A friend in Slovenia recently notified me that the artist BLU’s removing his murals from Bologna Italy for very anti-commercial reasons. Check out the article and further discussion, in Italian, on the Wu Ming website.
On March 18th an exhibition called Street Art: Banksy & Co. – L’Arte allo Stato Urbano will open in Bologna, Italy. It is promoted by Genus Bononiae, a cultural output of Fondazione Carisbo, ie the most important bank foundation in town.
Some of the exhibited works of art come directly off the streets of Bologna. They have been removed from walls with the stated purpose of «salvaging them from demolition and preserving them from the injuries of time», which means turning them into museum pieces.
The patron of this project is Fabio Roversi Monaco, a former member of the Zamboni – De Rolandis masonic lodge and former Rector of the Università di Bologna from 1985 to 2000, as well as former president of Bologna Fiere and Fondazione Carisbo. Currently Roversi Monaco is the president of Banca Imi, president of the Accademia di Belle Arti and president of Genus Bononiae.
More than any other in Bologna’s recent history, Roversi Monaco’s name evokes power, money, politics… and the ensuing repressive policies. When the university celebrated its Ninth Centenary, he refused all dialogue with the students who protested the high costs of the grand gala. During the inaugural ceremony, the police kept protesters out of the hall. The event ended up with 21 demonstrators indicted. That was in 1987. Three years later, when students occupied the university to protest a law which opened up the gates for private investors, 127 students were charged and taken to court for several alleged offences.
Thus, it is not surprising to see Roversi Monaco backing those curators, conservators and promoters who, heralding their love for street art, found a good opportunity for their careers and now are using the work of other people with patronising arrogance.
It isn’t surprising, either, to see the former president of the most powerful bank foundation in town promoting the umpteenth privatisation of more and more pieces of town. This exhibition will embellish and legitimise the hoarding of art taken off the street, which is only going to please unscrupled collectors and merchants.
It isn’t surprising to see the good friend of both “centre-left” and “centre-right” politicians pretending to solve the contradictions of Bologna, a city which on the one hand criminalises graffiti, puts 16-year-old writers on trial, praises “urban decorum”, and on the other celebrates herself as the cradle of street art and wants to recuperate it for valorisation on the market.
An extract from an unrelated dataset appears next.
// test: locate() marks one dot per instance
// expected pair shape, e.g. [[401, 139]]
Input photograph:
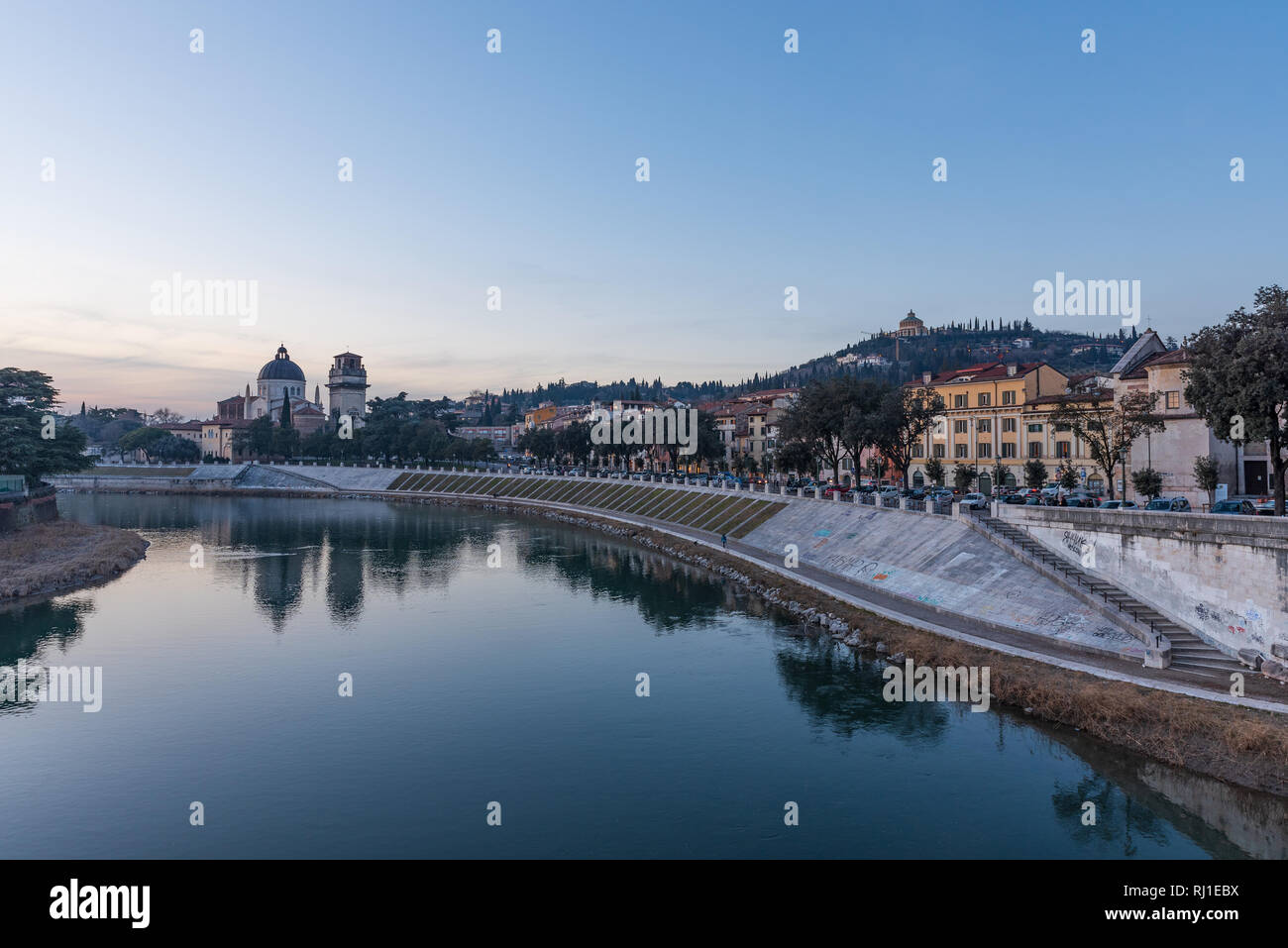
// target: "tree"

It doesn’t matter whether the pieces removed from the walls of Bologna are two or fifty. It doesn’t matter whether those walls were part of condemned buildings or part of the landscape in the northern outskirts of town. It doesn’t even matter that seeing street art exhibited in a museum is paradoxical and grotesque. This “street art” exhibition is representative of a model of urban space that we must fight, a model based on private accumulation which commodifies life and creativity for the profits of the usual few people.
After having denounced and criminalised graffiti as vandalism, after having oppressed the youth culture that created them, after having evacuated the places which functioned as laboratories for those artists, now Bologna’s powers-that-be pose as the saviours of street art.
All this deserved a response.
The response came last night. Indeed, it keeps coming right now. One of the artists who unwillingly features in the exhibition is responding in the streets to what is being prepared in the posh rooms of Palazzo Pepoli.
Blu is erasing all the murals he painted in Bologna in the past 20 years.
We are faced with arrogant landlords who act as colonial governors and think they’re free to take murals off our walls. The only thing that’s left to do is make these paintings disappear, to snatch them from those claws, to make hoarding impossible.
Blu is being helped by the activists of two occupied social centres – XM24 and Crash. It isn’t by chance that both places are in the Navile district, an area where “citizen participation” is dead under the collapsing weight of failed housing projects and travellers’ camps are the subject of fake emergencies.
The people who take this action don’t accept that yet another shared asset is appropriated, they don’t want yet another enclosure and a ticket to buy.
The people who take this action aren’t willing to give up their work for the benefit of the same old bosses in exchange for a stool in the cosy club.
The people who take this action can tell the difference between who has money, power and the highest offices, and who deploys creativity and intelligence.
The people who take this action can still tell what’s right from what’s easy.